Dans un contexte de conflit meurtrier dans l’est de la République démocratique du Congo, deux communiqués distincts, publiés respectivement le 23 avril 2025 à Goma et à Kinshasa, annoncent la volonté d’un cessez-le-feu immédiat entre le Gouvernement congolais et l’Alliance Fleuve Congo/Mouvement du 23 Mars (AFC/M23). Ces déclarations, bien que marquées par des intentions de paix, soulèvent autant d’espoirs que de questions.
Signés séparément — l’un à Doha par l’AFC/M23, l’autre à Kinshasa par la RDC —, ces documents révèlent un engagement commun, mais leur manque de détails précis laisse planer un doute sur leur impact réel.
UN ENGAGEMENT AU CESSEZ-LE-FEU DANS UN CLIMAT TENDU
Le conflit, qui a repris de plus belle début 2025, a plongé l’est de la RDC dans le chaos. Selon des rapports, l’AFC/M23, accusé d’être soutenu par le Rwanda, a capturé des villes stratégiques comme Goma et Bukavu en février, causant des centaines de morts et déplaçant des milliers de personnes.
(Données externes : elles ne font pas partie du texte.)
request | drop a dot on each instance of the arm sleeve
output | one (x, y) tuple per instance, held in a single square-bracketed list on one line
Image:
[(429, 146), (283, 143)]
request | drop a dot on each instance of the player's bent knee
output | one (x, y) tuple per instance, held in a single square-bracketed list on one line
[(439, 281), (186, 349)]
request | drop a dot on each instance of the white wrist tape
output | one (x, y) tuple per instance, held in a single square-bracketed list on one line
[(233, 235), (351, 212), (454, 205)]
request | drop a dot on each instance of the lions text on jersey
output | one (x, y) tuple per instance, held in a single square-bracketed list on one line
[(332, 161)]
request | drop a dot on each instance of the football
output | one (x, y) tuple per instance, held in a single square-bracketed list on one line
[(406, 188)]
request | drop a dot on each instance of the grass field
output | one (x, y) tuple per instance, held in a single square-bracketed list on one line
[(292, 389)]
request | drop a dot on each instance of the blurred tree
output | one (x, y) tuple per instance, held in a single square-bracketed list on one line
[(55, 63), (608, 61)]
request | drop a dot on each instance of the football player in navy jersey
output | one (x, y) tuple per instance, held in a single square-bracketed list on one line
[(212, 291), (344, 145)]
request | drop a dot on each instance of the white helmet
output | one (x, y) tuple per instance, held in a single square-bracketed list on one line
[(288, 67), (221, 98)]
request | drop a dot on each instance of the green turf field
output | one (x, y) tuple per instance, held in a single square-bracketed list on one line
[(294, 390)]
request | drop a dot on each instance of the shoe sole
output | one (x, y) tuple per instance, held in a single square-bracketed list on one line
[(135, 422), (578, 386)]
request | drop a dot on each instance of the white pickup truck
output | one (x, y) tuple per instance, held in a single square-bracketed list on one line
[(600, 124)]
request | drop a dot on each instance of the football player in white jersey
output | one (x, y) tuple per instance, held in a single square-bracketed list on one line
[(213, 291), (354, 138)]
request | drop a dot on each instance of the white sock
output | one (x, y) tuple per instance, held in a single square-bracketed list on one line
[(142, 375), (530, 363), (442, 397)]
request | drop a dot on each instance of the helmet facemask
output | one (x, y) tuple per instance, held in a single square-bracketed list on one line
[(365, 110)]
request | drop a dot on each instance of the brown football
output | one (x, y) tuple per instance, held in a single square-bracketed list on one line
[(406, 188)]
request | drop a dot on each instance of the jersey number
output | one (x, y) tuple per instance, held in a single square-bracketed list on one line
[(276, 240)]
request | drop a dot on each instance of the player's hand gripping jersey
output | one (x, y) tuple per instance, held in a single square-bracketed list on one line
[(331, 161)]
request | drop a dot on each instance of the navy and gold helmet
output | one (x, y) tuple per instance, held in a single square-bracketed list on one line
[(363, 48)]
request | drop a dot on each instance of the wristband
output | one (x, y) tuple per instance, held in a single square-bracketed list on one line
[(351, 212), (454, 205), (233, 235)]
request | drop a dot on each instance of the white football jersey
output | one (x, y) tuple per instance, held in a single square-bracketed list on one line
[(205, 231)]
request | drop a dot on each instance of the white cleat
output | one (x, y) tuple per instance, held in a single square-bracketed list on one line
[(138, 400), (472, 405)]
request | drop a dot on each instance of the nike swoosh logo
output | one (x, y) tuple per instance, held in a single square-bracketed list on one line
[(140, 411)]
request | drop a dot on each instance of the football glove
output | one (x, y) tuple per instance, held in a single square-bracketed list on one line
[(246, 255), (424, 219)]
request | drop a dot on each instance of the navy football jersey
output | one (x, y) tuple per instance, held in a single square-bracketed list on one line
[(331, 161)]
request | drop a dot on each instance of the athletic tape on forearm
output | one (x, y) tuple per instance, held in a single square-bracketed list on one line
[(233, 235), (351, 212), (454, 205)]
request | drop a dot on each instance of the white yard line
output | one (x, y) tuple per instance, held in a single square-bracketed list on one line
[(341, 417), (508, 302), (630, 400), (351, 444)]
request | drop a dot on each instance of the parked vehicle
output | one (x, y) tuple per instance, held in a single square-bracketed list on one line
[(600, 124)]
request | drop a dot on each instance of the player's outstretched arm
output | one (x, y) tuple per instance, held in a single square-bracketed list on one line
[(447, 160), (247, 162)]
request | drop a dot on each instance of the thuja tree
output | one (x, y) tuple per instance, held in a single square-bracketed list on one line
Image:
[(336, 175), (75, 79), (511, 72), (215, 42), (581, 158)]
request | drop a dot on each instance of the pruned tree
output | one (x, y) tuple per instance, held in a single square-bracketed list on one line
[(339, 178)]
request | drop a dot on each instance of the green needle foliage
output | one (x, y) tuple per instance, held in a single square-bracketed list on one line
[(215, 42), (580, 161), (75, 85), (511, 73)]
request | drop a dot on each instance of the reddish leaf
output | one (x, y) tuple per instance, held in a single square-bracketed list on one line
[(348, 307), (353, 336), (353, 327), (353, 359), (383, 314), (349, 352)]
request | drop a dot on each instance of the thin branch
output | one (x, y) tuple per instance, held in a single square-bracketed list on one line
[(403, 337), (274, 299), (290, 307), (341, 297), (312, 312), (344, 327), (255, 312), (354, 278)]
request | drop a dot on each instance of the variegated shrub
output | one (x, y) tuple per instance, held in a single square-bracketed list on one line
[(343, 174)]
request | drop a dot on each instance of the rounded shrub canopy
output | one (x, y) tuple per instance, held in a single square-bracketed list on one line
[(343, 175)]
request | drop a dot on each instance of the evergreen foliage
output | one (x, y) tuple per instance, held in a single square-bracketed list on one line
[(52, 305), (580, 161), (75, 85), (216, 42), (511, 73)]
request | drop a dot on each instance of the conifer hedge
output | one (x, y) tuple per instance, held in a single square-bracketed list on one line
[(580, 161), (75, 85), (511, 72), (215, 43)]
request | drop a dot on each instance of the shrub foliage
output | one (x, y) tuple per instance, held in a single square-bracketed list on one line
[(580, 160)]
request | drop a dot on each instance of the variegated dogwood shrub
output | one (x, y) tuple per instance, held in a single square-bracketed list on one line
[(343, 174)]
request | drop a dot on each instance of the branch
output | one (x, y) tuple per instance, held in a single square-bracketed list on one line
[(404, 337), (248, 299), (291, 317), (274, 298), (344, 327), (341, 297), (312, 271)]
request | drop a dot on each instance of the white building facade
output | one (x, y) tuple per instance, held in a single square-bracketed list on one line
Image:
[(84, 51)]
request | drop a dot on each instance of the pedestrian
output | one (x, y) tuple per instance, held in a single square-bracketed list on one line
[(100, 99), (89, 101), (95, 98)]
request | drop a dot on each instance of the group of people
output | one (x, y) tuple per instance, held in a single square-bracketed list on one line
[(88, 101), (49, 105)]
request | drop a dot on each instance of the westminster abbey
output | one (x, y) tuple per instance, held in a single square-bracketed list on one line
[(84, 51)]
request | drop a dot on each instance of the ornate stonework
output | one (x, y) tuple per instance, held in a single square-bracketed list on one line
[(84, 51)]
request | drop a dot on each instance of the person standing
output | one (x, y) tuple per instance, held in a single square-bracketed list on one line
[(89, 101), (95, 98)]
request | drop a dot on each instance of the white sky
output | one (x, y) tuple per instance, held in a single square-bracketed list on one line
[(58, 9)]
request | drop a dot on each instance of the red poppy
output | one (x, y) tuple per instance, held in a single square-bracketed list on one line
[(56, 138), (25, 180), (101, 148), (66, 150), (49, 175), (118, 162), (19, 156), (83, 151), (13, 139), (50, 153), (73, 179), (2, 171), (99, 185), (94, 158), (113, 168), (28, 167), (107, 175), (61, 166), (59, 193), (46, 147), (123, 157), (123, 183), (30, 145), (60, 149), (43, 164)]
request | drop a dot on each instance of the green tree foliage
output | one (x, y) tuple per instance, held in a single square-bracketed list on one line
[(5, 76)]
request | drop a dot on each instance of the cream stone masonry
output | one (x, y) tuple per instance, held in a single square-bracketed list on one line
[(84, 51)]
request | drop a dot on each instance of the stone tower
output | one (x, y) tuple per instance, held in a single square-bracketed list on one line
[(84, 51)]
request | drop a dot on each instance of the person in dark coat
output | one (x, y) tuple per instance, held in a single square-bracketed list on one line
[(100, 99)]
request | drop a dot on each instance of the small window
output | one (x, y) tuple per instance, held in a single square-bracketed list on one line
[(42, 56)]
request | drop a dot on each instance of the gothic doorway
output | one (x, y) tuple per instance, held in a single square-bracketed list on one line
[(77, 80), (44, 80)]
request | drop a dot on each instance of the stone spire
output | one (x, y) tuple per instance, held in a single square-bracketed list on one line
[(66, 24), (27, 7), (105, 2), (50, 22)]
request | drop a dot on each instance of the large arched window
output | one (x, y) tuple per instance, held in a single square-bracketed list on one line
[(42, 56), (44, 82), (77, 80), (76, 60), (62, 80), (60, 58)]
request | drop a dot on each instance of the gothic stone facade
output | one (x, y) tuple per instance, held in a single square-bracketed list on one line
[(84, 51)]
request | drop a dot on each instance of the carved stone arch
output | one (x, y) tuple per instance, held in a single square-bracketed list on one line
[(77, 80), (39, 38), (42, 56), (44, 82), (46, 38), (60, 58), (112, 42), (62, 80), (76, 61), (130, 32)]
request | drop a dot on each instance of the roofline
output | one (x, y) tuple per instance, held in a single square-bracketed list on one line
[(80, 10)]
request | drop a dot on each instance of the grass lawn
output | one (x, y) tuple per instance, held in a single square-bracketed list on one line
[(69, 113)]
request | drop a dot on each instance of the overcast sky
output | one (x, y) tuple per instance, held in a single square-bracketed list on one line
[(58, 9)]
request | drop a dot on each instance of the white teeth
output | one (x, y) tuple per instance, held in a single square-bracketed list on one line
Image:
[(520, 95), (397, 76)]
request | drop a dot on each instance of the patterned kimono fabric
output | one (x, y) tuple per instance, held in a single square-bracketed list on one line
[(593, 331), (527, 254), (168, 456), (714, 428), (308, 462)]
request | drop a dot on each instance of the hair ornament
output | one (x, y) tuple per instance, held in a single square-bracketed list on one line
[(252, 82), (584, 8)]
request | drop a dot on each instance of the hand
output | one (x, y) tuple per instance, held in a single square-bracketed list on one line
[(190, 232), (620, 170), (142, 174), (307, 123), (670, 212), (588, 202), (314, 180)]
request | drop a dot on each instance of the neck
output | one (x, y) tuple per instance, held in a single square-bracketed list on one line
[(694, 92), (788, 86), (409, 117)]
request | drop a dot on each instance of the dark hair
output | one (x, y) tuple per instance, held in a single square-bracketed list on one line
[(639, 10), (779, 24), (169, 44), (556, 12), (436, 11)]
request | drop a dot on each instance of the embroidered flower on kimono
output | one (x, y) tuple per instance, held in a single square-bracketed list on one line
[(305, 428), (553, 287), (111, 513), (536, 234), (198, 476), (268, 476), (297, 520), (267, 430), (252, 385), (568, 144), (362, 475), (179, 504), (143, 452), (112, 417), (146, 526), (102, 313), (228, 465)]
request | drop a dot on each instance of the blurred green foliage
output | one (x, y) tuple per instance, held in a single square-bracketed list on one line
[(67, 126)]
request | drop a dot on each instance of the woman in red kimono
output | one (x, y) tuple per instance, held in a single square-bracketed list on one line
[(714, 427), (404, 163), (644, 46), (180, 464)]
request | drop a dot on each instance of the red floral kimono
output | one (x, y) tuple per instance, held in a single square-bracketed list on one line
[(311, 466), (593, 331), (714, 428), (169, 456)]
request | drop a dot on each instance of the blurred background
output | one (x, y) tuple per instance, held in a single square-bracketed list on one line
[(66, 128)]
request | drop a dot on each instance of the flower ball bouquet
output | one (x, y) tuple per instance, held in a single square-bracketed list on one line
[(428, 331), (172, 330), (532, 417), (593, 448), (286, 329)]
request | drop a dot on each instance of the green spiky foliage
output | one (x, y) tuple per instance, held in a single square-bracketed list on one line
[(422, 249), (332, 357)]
Après plusieurs tentatives infructueuses de cessez-le-feu — plus de six depuis 2021, selon des sources internationales —, cette nouvelle trêve intervient après des pourparlers facilités par le Qatar et d’autres partenaires internationaux, qui, selon certains sources, étaient à un point mort.
Le premier communiqué, daté du 23 avril et signé à Goma par le AFC/M23, annonce un « cessez-le-feu immédiat et efficace » entre les deux parties, avec un rejet clair des discours de haine et un appel aux communautés locales pour soutenir cet effort.
Le 23 avril, un second communiqué signé à Kinshasa par la délégation congolaise renforce cet engagement, ajoutant des mesures comme le retour des populations déplacées et des efforts pour restaurer la confiance mutuelle.
DES ENGAGEMENTS FLOUS
Sur le papier, les deux camps s’accordent sur des points essentiels : un arrêt immédiat des hostilités, un dialogue pour résoudre les causes profondes du conflit, et un appel à la société civile pour soutenir le processus. Le communiqué de Kinshasa va plus loin, évoquant des conditions pour le retour des déplacés, un enjeu crucial dans une région où des centaines de milliers de personnes ont fui les violences.
Mais derrière ces déclarations, le flou domine. Aucun mécanisme de surveillance n’est mentionné, pas plus qu’un calendrier précis ou des sanctions en cas de violation. Ce manque de spécificité est préoccupant dans une région où les cessez-le-feu précédents se sont souvent effondrés faute de suivi. Comme le souligne The Guardian (24 avril 2025), des discussions sur des mesures de confiance, telles que la libération de prisonniers, ont déjà créé des tensions, laissant craindre une reprise rapide des combats.
À QUOI S’ATTENDRE DE CET ENGAGEMENT ?
Concrètement, ce cessez-le-feu pourrait offrir un répit temporaire aux populations civiles, permettant aux organisations humanitaires d’accéder à des zones jusque-là inaccessibles. Le retour des déplacés, mentionné dans le second communiqué, pourrait également amorcer une stabilisation, mais uniquement si des garanties de sécurité sont mises en place — ce qui n’est pas encore clair.
Cependant, sans mécanismes de contrôle ni médiation active sur le terrain, cet engagement risque de rester symbolique.
Les signatures séparées, l’une par l’AFC/M23 à Doha, l’autre par la RDC à Kinshasa, trahissent un manque de coordination formelle, pouvant compliquer la reconnaissance internationale de l’accord. De plus, les causes profondes du conflit ne sont pas abordées de manière concrète.
UNE LUEUR D’ESPOIR, MAIS DES DEFIS MAJEURS
Si ce cessez-le-feu marque un pas diplomatique, il reste fragile.
Les habitants de l’est de la RDC, habitués aux promesses non tenues, attendent des actions tangibles : des corridors humanitaires sécurisés, un désarmement vérifiable, et un dialogue inclusif. Sans cela, cette trêve pourrait n’être qu’une pause dans un cycle de violence qui perdure depuis des années, pour ne pas sanctionner la mort du processus de Doha, après la circulation, ces derniers jours, d’information faisant état de profondes divergences irrésolues entre les deux délégations. Bref, une promesse de deux côtés de cessez-le-feu à venir est différente d’un vrai cessez-le-feu sanctionné par un communiqué conjoint et circonstancié dans l’ espace et le temps.
On a certes sauvé la face à l’ Emir du Qatar, engagé dans cette négociation depuis des mois, mais la paix et la cessation effective des hostilités nous semble encore très lointaine et diplomatiquement indéterminée, comme dans un poker menteur joué par les deux parties en conflit.